I have already given this issue an Enhancement label to signify that it should be left open indefinitely.
Hi @GrubbyHalo Were you able to achieve a solution to your issue, or do you still wish the issue to be referred to my Intel RealSense colleagues, please? Thanks!
@MartyG-RealSense As this clearly a bug in the library I feel that this issue should be referred to your colleagues maintaining the library.
Hi @GrubbyHalo Thanks very much again for your patience. My colleagues have been able to reproduce the issue that you experienced and have created an official internal Intel bug report so that the issue can be investigated further.
Hi @GrubbyHalo , the error occurs because the frame_queue in the given code is attempting to enqueue using a blocking operation while the queue is full. At the same time, the playback sensor dispatcher's queue is also full, and both are waiting to acquire the same lock. None of them is being dequeue causing the flush operation to fail and triggering an assertion error. The solution is to increase the size of the frame_queue in the given code to at least 11.
I will elaborate a bit, When the user ask to pause the playback, the SDK will first allow the current processed frame to finish and than clean the queue and pause.

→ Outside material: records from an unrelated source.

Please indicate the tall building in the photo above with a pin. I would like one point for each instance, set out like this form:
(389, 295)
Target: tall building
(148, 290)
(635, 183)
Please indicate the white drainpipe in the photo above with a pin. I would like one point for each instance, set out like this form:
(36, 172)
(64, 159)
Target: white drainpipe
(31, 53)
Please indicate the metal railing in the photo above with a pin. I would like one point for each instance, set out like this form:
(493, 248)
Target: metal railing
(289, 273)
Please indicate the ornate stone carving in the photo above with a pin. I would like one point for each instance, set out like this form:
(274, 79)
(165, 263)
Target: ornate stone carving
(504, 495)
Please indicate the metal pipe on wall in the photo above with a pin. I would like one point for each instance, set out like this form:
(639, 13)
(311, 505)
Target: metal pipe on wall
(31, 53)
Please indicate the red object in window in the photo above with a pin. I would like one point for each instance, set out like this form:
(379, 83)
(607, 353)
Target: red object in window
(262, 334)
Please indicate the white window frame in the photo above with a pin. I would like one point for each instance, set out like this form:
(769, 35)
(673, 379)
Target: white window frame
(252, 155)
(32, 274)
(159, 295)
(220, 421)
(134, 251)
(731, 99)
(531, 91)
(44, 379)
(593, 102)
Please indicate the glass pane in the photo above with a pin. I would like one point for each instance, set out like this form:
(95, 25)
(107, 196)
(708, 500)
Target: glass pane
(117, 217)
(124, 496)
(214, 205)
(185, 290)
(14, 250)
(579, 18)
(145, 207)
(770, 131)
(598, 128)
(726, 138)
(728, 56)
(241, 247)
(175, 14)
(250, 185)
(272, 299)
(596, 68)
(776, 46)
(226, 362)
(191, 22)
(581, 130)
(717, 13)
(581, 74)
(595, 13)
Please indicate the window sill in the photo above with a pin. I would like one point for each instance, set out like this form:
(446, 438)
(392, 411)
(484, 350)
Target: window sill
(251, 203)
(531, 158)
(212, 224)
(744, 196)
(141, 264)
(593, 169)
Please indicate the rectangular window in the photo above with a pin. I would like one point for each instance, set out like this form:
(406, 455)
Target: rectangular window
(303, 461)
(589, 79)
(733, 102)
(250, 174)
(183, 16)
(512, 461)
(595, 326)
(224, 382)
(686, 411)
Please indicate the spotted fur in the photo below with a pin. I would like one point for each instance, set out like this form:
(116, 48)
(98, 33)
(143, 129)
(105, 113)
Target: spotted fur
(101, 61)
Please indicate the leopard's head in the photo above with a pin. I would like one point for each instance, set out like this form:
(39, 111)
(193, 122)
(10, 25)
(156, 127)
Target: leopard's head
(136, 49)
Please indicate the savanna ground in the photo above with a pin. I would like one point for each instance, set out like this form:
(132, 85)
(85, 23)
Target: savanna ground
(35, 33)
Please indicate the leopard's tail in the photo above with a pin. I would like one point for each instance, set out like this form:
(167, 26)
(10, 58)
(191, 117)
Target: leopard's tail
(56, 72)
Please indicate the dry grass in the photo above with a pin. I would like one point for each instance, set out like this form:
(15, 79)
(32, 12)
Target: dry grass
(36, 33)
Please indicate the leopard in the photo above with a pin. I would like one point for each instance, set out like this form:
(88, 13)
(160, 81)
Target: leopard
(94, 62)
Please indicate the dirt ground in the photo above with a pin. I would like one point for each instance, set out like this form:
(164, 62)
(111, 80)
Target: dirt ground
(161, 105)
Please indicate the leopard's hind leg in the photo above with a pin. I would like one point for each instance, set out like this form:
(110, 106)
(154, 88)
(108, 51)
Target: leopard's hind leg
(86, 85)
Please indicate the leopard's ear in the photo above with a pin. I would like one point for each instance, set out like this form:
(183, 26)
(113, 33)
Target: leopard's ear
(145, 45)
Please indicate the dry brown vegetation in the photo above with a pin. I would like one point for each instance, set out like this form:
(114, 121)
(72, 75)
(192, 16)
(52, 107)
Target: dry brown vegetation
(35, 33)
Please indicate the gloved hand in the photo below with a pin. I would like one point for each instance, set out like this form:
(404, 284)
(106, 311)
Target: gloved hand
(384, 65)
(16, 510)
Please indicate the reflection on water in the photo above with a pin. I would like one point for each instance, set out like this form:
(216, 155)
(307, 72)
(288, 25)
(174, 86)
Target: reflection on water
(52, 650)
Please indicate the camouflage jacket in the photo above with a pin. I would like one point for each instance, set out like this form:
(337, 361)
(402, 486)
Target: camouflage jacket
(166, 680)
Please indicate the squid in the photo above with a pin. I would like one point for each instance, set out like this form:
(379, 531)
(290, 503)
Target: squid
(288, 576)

Since the user code use a RS blocking queue with a default size of 1, it is blocked and the SDK is blocked waiting for the user callback to return.
Please update the user code to ether have a bigger queue size than the SDK pipeline size (> 10) or refactor the code not to block the enqueue on a new frame as it stops the dequeue operation and will be blocked forever.
This is a very extreme cast that the SDK will not manage and assume the user callback / frame should be releases at some stage..